No it wouldn't... and i don't exactly see how this fits in with predetermination...
It fits with predetermination as an analogy to your proposition that it individual belief of controlling one's actions takes precident over the actual situation of predetermination in a reality based on predetermination.
When you say "No it wouldn't" you're stating that the child's subjective belief that his sneezing (or for better analogy - clapping) causes the thunder changes the reality of the fact that his actions have no control over the occurence. In other words, his belief that he is causing thunder to occur makes it true?
I am aware of conditioning (undergrad bs in psych '96) but what an indivudal believes he is choosing to do does not matter where he does not actually have a choice. If Pavlov had trained his dogs to attack children when he rang the bell AND if it was truly an uncontrollable reaction (as would be the case for all actions in a predetermined existence) would the dogs be responsible for the attack?
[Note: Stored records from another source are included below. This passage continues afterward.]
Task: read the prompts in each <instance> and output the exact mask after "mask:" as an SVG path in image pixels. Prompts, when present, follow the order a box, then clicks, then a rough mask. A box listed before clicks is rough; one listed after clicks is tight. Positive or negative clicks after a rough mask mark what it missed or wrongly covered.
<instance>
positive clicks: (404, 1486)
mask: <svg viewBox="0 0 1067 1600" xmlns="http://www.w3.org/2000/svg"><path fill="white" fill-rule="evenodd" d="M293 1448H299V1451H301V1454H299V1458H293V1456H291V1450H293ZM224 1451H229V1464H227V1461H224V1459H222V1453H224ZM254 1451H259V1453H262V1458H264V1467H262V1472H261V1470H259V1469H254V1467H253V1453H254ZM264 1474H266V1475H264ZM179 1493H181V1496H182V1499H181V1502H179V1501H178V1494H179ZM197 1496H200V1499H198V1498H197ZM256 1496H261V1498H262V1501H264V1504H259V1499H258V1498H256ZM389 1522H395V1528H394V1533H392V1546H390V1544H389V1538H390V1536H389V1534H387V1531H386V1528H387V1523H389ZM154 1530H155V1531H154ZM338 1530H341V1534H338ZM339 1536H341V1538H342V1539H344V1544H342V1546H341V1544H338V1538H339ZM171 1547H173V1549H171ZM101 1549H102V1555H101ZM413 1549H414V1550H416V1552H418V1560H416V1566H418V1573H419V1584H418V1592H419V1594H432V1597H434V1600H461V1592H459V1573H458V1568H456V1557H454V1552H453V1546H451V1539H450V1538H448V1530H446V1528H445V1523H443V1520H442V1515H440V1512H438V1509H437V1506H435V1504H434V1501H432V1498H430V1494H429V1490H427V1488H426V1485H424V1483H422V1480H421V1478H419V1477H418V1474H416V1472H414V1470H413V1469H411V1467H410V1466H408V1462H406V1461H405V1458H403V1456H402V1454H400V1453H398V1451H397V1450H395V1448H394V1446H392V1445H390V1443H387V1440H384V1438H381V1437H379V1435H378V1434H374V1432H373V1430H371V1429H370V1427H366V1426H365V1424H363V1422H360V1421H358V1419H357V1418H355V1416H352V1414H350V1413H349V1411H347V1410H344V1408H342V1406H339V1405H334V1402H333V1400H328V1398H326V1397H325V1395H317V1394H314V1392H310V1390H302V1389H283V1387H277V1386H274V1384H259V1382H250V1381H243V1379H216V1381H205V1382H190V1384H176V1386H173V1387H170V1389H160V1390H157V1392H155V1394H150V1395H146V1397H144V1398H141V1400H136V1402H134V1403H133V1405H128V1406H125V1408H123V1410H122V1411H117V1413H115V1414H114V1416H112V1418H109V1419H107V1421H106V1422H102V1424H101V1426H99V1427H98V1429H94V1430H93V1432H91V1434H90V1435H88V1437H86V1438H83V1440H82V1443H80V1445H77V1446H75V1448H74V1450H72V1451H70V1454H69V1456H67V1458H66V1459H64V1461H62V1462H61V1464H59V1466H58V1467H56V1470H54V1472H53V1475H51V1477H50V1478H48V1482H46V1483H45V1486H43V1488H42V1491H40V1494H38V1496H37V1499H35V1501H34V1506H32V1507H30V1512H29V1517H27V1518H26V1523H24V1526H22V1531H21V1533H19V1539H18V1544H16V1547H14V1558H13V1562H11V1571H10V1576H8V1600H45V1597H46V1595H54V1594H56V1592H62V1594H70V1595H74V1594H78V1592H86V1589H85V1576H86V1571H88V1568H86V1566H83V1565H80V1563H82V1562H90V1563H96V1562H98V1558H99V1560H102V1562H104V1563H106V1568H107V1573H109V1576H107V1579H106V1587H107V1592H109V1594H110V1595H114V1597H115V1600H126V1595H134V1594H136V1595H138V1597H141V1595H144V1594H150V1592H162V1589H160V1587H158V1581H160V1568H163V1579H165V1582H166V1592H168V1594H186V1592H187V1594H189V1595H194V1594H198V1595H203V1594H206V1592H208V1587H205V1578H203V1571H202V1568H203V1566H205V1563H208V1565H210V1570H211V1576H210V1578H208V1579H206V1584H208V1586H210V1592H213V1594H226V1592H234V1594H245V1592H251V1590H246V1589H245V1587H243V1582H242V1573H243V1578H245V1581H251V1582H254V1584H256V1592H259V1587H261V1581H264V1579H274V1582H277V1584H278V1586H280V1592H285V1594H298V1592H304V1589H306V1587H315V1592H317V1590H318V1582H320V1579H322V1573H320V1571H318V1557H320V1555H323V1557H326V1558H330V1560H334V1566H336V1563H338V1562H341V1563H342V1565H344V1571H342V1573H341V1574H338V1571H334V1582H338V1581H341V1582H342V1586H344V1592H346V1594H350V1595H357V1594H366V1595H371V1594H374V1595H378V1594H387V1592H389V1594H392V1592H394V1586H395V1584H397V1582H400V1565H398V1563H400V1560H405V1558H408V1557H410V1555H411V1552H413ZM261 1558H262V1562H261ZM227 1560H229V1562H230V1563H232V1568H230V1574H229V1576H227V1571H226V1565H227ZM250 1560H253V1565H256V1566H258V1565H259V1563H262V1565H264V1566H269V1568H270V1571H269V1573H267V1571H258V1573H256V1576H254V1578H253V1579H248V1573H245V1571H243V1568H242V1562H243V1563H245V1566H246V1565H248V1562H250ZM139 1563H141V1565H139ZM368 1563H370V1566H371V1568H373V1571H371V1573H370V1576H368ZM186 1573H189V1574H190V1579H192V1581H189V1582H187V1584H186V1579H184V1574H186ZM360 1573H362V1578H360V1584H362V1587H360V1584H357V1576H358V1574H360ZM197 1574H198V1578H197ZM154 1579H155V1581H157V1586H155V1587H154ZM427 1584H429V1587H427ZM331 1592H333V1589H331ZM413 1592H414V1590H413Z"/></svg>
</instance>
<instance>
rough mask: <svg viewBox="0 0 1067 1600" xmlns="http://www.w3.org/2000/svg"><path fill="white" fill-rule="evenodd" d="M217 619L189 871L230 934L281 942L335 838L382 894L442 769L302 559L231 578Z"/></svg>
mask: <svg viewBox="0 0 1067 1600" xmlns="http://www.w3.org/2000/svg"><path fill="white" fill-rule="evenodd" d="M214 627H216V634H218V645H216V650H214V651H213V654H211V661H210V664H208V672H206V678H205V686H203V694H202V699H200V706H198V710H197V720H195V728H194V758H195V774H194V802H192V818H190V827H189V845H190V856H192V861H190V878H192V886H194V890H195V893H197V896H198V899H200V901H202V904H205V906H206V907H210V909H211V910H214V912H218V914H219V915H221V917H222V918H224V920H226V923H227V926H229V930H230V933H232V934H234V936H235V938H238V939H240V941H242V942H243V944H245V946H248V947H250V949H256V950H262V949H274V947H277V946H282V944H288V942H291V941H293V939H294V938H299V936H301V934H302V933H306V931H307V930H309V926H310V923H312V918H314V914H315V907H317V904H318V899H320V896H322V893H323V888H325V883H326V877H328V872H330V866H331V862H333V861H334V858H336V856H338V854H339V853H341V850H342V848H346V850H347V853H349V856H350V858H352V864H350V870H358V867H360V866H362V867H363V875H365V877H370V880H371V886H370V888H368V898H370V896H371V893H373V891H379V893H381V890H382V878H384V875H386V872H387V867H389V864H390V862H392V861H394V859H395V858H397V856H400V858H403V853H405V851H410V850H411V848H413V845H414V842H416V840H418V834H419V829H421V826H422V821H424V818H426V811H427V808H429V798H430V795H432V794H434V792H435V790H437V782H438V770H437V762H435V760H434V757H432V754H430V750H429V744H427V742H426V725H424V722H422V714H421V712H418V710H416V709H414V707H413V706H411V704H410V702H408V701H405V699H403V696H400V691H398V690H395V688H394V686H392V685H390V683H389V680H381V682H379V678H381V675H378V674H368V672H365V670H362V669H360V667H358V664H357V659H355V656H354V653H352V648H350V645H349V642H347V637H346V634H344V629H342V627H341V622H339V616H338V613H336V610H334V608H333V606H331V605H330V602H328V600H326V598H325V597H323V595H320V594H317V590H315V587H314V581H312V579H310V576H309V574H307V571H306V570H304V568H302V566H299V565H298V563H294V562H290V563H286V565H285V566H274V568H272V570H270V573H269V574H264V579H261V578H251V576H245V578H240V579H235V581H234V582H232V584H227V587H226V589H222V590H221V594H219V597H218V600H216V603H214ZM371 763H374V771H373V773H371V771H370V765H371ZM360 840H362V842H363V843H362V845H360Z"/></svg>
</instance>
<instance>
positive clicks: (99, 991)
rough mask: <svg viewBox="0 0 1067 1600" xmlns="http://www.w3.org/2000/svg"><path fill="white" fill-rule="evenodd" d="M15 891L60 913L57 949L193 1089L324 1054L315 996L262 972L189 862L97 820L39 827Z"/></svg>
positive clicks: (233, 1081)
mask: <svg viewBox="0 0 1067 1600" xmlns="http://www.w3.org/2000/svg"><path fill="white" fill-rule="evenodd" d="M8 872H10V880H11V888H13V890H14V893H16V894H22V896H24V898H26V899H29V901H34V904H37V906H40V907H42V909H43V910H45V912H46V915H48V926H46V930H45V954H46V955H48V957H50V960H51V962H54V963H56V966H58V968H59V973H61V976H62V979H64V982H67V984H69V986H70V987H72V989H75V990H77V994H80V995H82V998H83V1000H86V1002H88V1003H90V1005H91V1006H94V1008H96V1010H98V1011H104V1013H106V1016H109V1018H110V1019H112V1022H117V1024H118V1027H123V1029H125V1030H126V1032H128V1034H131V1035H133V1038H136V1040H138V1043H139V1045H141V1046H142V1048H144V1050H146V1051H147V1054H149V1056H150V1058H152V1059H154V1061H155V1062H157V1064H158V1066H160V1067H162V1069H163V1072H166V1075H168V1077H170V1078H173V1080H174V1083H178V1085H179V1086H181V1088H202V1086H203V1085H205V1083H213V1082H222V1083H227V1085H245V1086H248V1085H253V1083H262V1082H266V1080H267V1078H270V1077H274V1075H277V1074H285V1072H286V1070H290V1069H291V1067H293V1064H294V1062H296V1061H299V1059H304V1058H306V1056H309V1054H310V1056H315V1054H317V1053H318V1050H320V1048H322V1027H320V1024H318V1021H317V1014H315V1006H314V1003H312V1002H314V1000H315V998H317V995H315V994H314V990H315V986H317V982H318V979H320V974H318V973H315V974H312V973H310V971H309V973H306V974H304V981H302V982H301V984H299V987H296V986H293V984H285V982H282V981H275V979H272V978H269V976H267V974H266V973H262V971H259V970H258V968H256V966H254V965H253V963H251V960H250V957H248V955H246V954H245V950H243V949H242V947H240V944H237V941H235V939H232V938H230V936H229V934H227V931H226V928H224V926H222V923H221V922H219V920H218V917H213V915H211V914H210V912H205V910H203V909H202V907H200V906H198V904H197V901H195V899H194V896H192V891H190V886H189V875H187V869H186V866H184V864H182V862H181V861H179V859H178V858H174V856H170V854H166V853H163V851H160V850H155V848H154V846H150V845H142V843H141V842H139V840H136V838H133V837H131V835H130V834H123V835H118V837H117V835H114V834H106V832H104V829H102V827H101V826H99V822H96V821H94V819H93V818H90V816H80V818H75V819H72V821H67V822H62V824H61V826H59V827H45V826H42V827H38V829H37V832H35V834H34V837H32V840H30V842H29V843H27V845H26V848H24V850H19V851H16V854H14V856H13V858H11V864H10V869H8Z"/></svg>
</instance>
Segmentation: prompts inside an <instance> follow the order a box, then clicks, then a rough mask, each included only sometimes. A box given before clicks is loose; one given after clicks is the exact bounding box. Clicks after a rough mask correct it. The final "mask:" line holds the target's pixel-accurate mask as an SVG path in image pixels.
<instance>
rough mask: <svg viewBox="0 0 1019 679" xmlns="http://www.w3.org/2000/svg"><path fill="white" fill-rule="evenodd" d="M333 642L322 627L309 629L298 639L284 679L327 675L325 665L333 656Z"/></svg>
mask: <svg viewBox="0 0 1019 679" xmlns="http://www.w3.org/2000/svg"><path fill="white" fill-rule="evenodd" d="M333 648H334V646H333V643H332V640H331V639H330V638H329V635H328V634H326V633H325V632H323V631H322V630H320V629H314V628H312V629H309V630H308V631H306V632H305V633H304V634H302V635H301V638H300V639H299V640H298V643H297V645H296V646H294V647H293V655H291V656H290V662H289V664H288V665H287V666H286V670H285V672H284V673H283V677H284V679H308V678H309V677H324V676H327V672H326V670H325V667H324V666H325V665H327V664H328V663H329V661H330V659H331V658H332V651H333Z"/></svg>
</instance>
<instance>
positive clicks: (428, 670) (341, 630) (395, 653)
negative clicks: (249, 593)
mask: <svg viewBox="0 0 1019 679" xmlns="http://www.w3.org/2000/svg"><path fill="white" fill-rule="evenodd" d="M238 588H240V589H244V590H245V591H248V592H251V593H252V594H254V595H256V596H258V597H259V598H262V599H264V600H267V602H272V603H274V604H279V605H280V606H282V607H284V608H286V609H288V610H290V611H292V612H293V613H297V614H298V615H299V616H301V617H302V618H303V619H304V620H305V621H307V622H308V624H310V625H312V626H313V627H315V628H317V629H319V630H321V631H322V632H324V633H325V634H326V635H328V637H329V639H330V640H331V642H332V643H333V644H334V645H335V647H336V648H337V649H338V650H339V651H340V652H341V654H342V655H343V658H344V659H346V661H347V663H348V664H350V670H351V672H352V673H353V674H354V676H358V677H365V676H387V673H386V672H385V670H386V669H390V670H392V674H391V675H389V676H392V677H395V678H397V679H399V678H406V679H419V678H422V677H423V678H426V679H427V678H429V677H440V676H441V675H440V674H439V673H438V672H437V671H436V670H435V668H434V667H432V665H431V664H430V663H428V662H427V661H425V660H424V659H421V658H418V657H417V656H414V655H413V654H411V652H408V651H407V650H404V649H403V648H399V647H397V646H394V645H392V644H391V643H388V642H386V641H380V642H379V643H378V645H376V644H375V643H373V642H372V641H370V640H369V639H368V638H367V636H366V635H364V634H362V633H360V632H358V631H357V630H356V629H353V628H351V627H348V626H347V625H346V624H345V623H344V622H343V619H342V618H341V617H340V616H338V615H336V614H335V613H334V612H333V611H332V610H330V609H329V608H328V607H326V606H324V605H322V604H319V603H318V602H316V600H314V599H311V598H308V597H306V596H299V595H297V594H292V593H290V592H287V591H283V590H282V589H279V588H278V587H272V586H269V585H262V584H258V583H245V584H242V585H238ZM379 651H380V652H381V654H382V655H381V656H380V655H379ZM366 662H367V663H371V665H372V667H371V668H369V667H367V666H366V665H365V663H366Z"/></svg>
Would the dogs be any more responsible for the attack if all circumstances were the same except they believed that it was their choice to attack?
Our present judicial system has legal exceptions to crimes of specific intent where the crime is proven to have been committed by a defendant without the capacity or ability to control his freewill to an extent permitting him to act with intent. Where all behavior is predetermined, no one has free will, no one has intent.